BERLIN (Reuters) - The man charged with the murder last month of pro-immigration German politician Walter Luebcke has retracted his confession, his new lawyer said on Tuesday.
Stephan Ernst stands accused of having shot Luebcke, president of the regional government of Kassel, point blank in the head. The government said he had confessed to the killing soon after being arrested in mid-June.
“In today’s court hearing, Mr Ernst withdrew his confession,” said Frank Hannig, who said Ernst had recently appointed him as his new defense lawyer.
Luebcke was a hate figure for the far-right because of his outspoken defense of Chancellor Angela Merkel’s 2015 decision to let in over a million refugees.
His killing triggered soul-searching over whether Germany was being complacent about the far-right threat.

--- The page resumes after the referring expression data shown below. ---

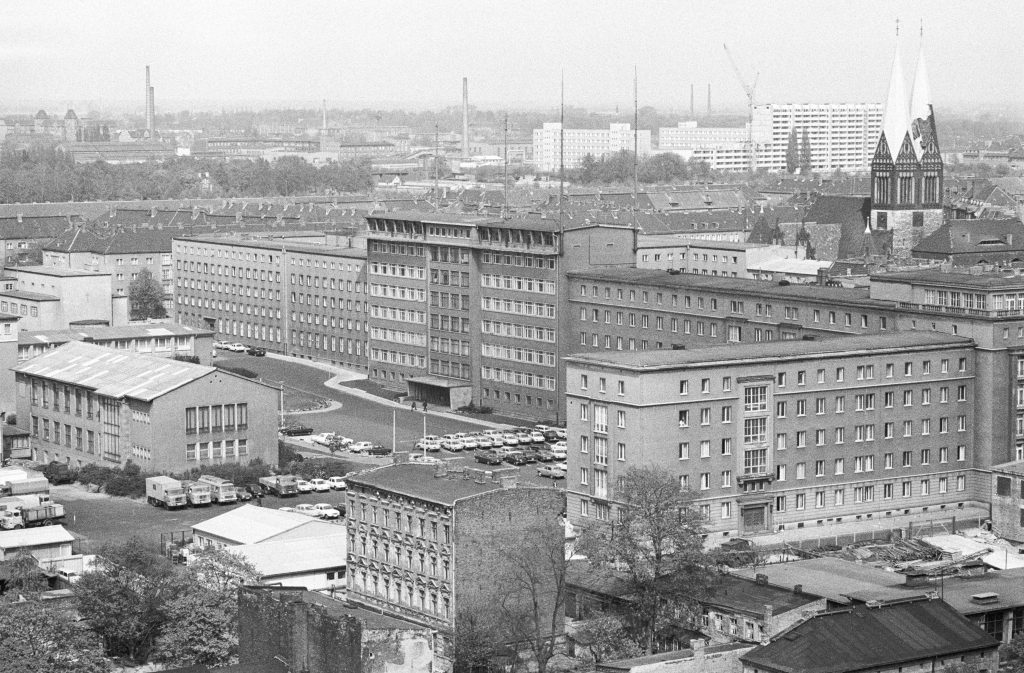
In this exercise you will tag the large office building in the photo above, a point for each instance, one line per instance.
(469, 308)
(841, 135)
(307, 301)
(550, 141)
(85, 404)
(781, 434)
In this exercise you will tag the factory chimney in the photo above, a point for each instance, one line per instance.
(150, 114)
(465, 118)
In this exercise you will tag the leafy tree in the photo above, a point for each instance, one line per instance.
(124, 597)
(805, 154)
(792, 153)
(658, 541)
(39, 638)
(606, 638)
(532, 590)
(202, 622)
(145, 297)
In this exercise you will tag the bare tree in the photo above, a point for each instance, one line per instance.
(658, 544)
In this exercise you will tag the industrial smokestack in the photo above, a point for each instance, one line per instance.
(465, 118)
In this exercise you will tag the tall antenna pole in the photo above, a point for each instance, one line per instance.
(636, 155)
(505, 208)
(437, 195)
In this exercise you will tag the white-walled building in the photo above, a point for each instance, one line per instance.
(580, 141)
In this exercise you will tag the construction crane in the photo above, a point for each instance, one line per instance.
(749, 89)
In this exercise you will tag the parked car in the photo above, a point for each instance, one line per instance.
(321, 486)
(327, 511)
(487, 458)
(552, 471)
(515, 458)
(307, 509)
(430, 443)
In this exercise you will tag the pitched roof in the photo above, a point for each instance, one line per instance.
(974, 236)
(113, 373)
(296, 556)
(768, 350)
(47, 535)
(870, 637)
(249, 524)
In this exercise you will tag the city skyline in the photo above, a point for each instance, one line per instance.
(96, 54)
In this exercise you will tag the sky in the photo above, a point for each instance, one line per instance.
(403, 53)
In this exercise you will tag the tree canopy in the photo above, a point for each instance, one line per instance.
(659, 541)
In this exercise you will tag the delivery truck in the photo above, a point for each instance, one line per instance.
(165, 492)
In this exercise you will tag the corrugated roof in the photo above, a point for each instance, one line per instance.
(295, 556)
(249, 524)
(46, 535)
(113, 373)
(866, 638)
(772, 350)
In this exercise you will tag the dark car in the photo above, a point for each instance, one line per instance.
(378, 450)
(487, 458)
(516, 458)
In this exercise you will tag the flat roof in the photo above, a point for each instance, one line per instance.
(108, 332)
(701, 283)
(711, 355)
(276, 246)
(113, 373)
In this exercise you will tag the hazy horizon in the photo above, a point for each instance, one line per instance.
(236, 54)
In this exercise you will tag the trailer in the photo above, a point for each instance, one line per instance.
(282, 486)
(198, 494)
(165, 492)
(221, 491)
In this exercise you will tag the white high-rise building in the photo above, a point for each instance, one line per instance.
(841, 135)
(580, 142)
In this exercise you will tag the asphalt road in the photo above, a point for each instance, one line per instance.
(360, 419)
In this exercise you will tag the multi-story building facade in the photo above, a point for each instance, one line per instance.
(425, 543)
(466, 308)
(842, 135)
(783, 434)
(85, 404)
(550, 140)
(300, 300)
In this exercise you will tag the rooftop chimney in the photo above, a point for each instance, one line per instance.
(465, 118)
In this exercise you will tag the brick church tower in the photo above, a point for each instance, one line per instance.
(906, 169)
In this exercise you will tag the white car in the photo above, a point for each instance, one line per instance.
(321, 486)
(327, 511)
(307, 509)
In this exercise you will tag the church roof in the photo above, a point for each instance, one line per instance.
(896, 123)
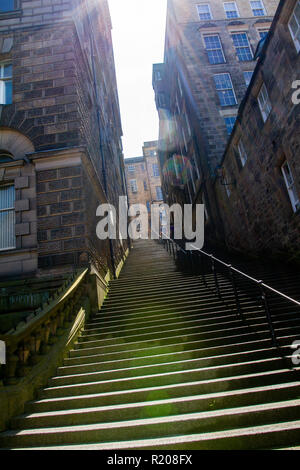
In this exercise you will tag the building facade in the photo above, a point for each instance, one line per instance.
(60, 136)
(208, 64)
(259, 186)
(143, 178)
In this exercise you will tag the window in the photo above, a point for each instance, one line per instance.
(188, 125)
(248, 76)
(204, 12)
(5, 83)
(157, 75)
(225, 89)
(7, 217)
(5, 156)
(226, 183)
(263, 33)
(229, 122)
(290, 184)
(294, 26)
(214, 49)
(7, 5)
(264, 102)
(242, 46)
(231, 10)
(159, 195)
(155, 169)
(179, 85)
(242, 152)
(133, 186)
(161, 99)
(258, 8)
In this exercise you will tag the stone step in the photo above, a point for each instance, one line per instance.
(167, 368)
(183, 329)
(249, 438)
(35, 418)
(227, 336)
(207, 379)
(153, 355)
(177, 361)
(204, 422)
(194, 319)
(223, 386)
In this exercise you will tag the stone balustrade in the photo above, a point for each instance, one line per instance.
(33, 338)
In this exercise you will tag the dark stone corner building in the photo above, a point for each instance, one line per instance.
(224, 98)
(60, 136)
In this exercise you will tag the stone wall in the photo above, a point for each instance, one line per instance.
(258, 215)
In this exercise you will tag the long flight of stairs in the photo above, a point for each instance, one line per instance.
(168, 365)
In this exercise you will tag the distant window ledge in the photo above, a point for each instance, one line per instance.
(5, 15)
(14, 163)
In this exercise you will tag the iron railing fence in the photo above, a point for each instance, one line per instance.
(228, 282)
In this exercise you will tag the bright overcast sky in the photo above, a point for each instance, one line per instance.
(138, 38)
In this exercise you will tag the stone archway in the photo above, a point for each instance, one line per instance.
(15, 143)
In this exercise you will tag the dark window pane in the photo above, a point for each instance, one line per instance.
(7, 5)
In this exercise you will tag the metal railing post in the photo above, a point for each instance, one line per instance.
(266, 305)
(213, 267)
(236, 295)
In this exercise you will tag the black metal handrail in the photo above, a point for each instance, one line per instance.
(232, 274)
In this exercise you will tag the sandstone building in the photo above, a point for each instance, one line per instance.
(208, 64)
(60, 136)
(260, 203)
(143, 177)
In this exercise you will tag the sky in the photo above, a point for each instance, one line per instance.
(138, 39)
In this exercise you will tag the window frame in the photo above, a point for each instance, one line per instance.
(159, 190)
(8, 210)
(15, 6)
(292, 192)
(209, 11)
(155, 165)
(242, 47)
(133, 187)
(227, 126)
(295, 37)
(264, 104)
(225, 89)
(236, 10)
(242, 152)
(3, 81)
(263, 8)
(248, 71)
(214, 49)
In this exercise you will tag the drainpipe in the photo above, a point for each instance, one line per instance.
(111, 248)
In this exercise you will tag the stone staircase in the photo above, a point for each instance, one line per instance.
(168, 365)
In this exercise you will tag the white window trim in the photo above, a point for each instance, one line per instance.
(9, 209)
(242, 153)
(295, 37)
(248, 71)
(249, 45)
(221, 46)
(133, 186)
(236, 9)
(263, 8)
(2, 82)
(206, 4)
(232, 88)
(295, 202)
(266, 106)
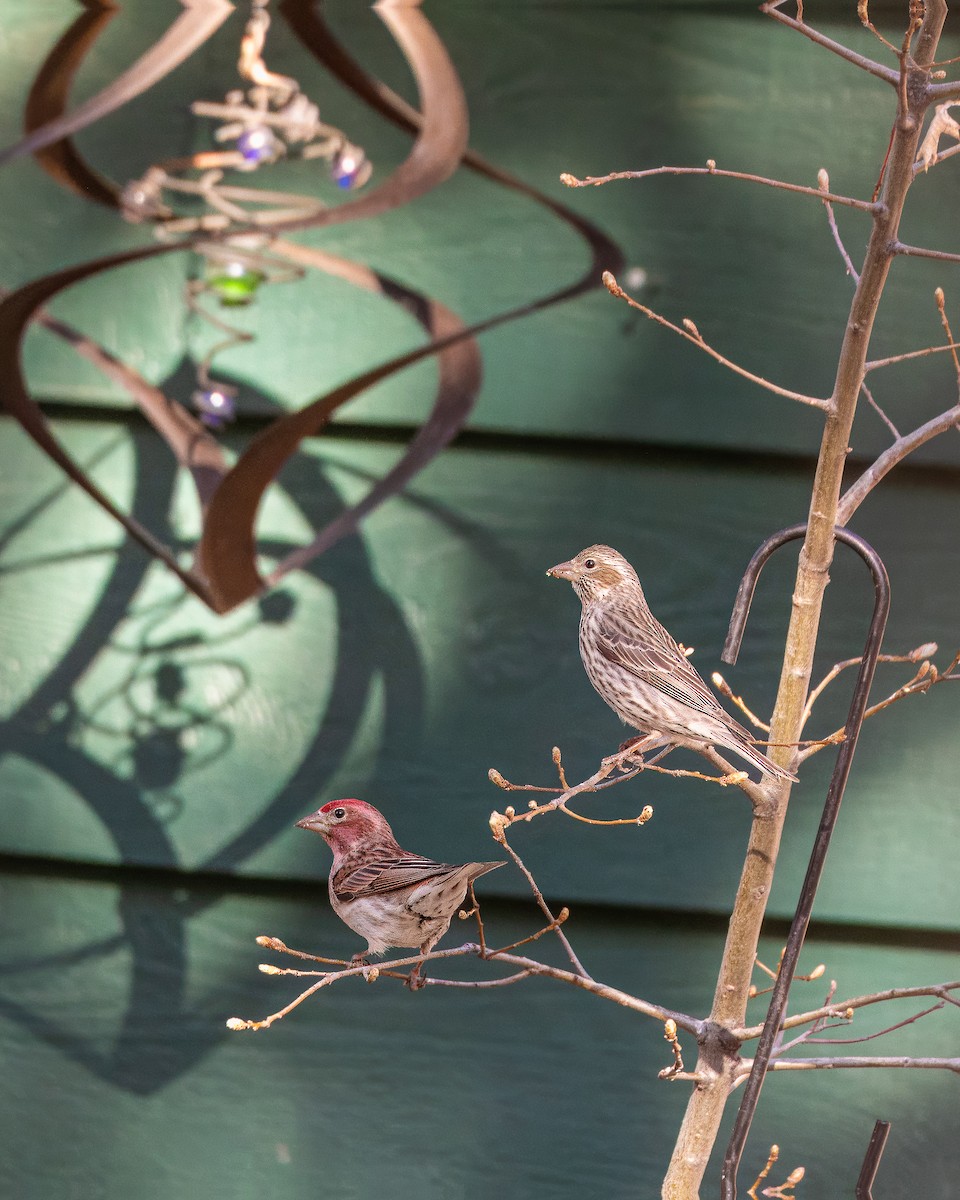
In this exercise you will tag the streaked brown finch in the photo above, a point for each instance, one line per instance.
(637, 667)
(382, 892)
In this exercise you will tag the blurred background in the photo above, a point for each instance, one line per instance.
(155, 755)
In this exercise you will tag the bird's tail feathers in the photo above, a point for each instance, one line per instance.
(759, 760)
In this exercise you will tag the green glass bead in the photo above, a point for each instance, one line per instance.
(234, 285)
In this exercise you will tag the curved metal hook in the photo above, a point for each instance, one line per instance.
(831, 810)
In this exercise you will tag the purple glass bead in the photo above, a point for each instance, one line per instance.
(258, 144)
(216, 406)
(346, 167)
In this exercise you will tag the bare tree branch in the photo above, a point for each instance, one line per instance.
(886, 73)
(693, 335)
(857, 1062)
(942, 990)
(883, 465)
(713, 169)
(526, 969)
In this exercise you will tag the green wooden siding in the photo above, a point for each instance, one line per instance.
(407, 663)
(154, 756)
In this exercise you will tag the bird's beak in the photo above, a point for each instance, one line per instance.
(563, 571)
(316, 821)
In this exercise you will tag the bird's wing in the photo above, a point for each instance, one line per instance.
(377, 876)
(647, 651)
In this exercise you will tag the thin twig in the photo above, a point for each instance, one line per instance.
(713, 169)
(823, 181)
(879, 411)
(832, 1012)
(693, 335)
(916, 655)
(941, 256)
(526, 969)
(941, 303)
(555, 923)
(851, 1062)
(922, 682)
(910, 354)
(858, 60)
(879, 1033)
(861, 489)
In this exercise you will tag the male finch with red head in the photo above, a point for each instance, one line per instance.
(637, 667)
(384, 893)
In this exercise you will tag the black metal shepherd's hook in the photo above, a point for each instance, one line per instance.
(831, 809)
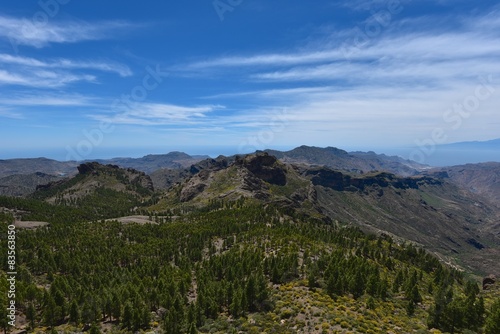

If Luebcke’s murder is found to have been politically motivated, it would be the first murder in Germany of an elected politician by far-right forces since the fall of Adolf Hitler’s Nazi regime at the end of World War Two.
Ernst’s original confession did not stop further investigation into a crime that shocked Germany. Police later arrested two other suspects who they said were involved in obtaining the gun used in the killing.
The chance discovery in 2011 of a neo-Nazi cell, the National Socialist Underground, whose members murdered eight Turks, a Greek man and a German policewoman from 2000 to 2007, sparked concerns that security services were underestimating the far-right threat.